Parere preventivo della Commissione Paesaggio non immediatamente impugnabile (TAR Lombardia n. 3222 del 16.06.2026)
Principi di diritto (Massima)
Il parere preventivo della Commissione del Paesaggio, reso su richiesta del privato prima della formalizzazione dell’istanza di titolo edilizio, non presenta carattere di definitività e non è immediatamente lesivo dell’interesse del destinatario, potendo il progetto essere modificato e adeguato con opere di mitigazione. Tale parere, finalizzato a fornire una valutazione preliminare in un’ottica collaborativa, non sembra costituire un provvedimento finale soggetto a immediata impugnazione. L’eventuale natura non lesiva dell’atto determina il conseguente dubbio di inammissibilità del ricorso proposto avverso un atto non immediatamente impugnabile. In presenza di tale questione, il giudice assegna alle parti il termine per memorie ai sensi dell’art. 73, comma 3, cod. proc. amm., riservando all’esito ogni decisione.
Il Fatto
La società ricorrente impugnava il parere preventivo reso dalla Commissione del Paesaggio del Comune di Como nella seduta del 05.06.2024, relativo all’impatto paesistico del progetto di riqualificazione di un immobile, ex sede della filiale di Como della Banca d’Italia, ubicato all’interno dell’ambito CT1 della “Città Murata”. Il parere, disciplinato dagli artt. 35-40 del Piano Territoriale Regionale – Piano Paesaggistico, approvato con D.C.R. n. 951 del 19.01.2010, era stato richiesto dalla società in via preventiva, non avendo ancora formalizzato la richiesta del titolo edilizio.

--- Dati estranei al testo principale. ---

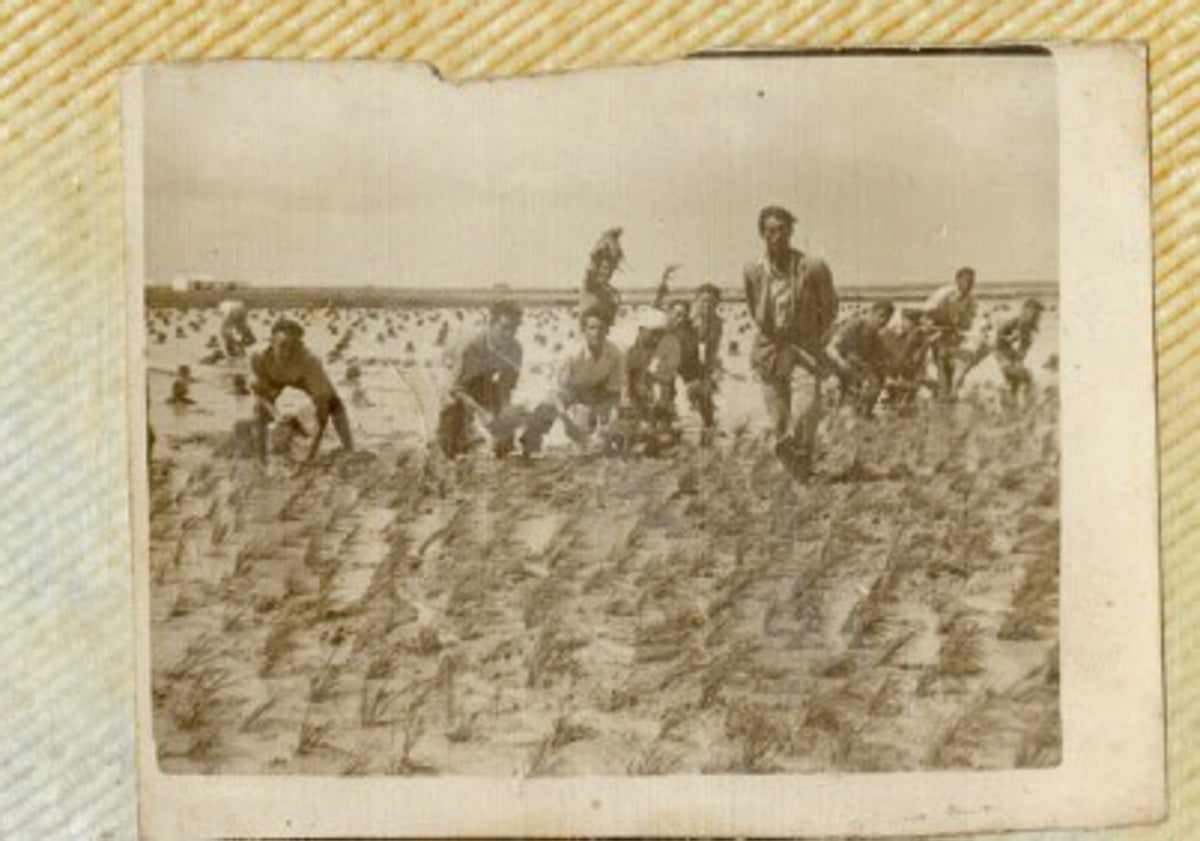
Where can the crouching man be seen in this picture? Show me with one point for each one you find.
(652, 365)
(861, 359)
(589, 382)
(288, 364)
(485, 373)
(1013, 342)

Il Comune di Como si costituiva in giudizio per resistere al ricorso.
La Motivazione della Corte
Il TAR Lombardia, Sezione Quarta, ha rilevato d’ufficio la sussistenza di dubbi in ordine alla natura del parere impugnato, avuto riguardo alla sua effettiva lesività e alla sua immediata impugnabilità. Il Collegio ha osservato che il parere è stato reso in via preventiva, prima della formalizzazione dell’istanza di titolo edilizio, e sembra finalizzato a fornire al privato una valutazione preliminare sulle possibili soluzioni progettuali da presentare successivamente all’amministrazione. Tale funzione si inserisce in un’ottica collaborativa e di semplificazione delle procedure.

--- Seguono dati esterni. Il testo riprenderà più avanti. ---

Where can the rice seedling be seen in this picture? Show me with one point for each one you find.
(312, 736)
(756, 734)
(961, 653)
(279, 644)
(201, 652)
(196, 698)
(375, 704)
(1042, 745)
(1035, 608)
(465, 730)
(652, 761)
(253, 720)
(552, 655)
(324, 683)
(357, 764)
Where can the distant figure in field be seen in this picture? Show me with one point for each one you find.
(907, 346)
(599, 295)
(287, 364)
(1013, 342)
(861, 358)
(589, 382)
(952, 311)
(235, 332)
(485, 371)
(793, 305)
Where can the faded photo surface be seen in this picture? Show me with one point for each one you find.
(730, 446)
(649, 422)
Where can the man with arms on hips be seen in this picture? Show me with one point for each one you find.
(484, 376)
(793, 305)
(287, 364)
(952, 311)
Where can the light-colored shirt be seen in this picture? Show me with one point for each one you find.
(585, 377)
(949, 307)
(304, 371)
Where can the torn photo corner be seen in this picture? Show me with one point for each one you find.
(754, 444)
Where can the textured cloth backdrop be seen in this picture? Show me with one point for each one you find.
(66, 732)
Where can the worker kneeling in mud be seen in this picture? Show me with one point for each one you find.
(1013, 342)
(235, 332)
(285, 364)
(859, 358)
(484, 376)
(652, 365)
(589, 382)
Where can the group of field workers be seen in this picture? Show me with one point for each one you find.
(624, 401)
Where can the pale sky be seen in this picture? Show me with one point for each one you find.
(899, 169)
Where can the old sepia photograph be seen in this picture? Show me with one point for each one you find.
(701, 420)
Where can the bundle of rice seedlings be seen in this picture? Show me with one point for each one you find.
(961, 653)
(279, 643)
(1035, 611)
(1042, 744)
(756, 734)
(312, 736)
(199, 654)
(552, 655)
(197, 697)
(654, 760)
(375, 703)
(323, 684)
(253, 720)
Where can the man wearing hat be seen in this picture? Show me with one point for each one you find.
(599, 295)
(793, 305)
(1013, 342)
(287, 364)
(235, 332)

Il Tribunale ha inoltre evidenziato che il parere negativo non impedisce di apportare al progetto modifiche, aggiustamenti e opere di mitigazione tali da ricondurre l’impatto paesistico al di sotto della soglia di tolleranza. Da ciò deriva che il parere non sembra rappresentare un provvedimento finale con carattere di definitività, ma piuttosto una valutazione preliminare suscettibile di essere superata da una successiva determinazione dell’amministrazione.
Il Collegio ha rilevato che, laddove il parere fosse ritenuto privo di carattere immediatamente lesivo, dovrebbe conseguentemente dubitarsi dell’ammissibilità del ricorso in quanto rivolto avverso un atto non soggetto a immediata impugnazione. Tale possibile profilo di inammissibilità, pur essendo stato segnalato in udienza, è stato ritenuto meritevole di essere sottoposto al meditato e pieno contraddittorio delle parti ai sensi dell’art. 73, comma 3, cod. proc. amm..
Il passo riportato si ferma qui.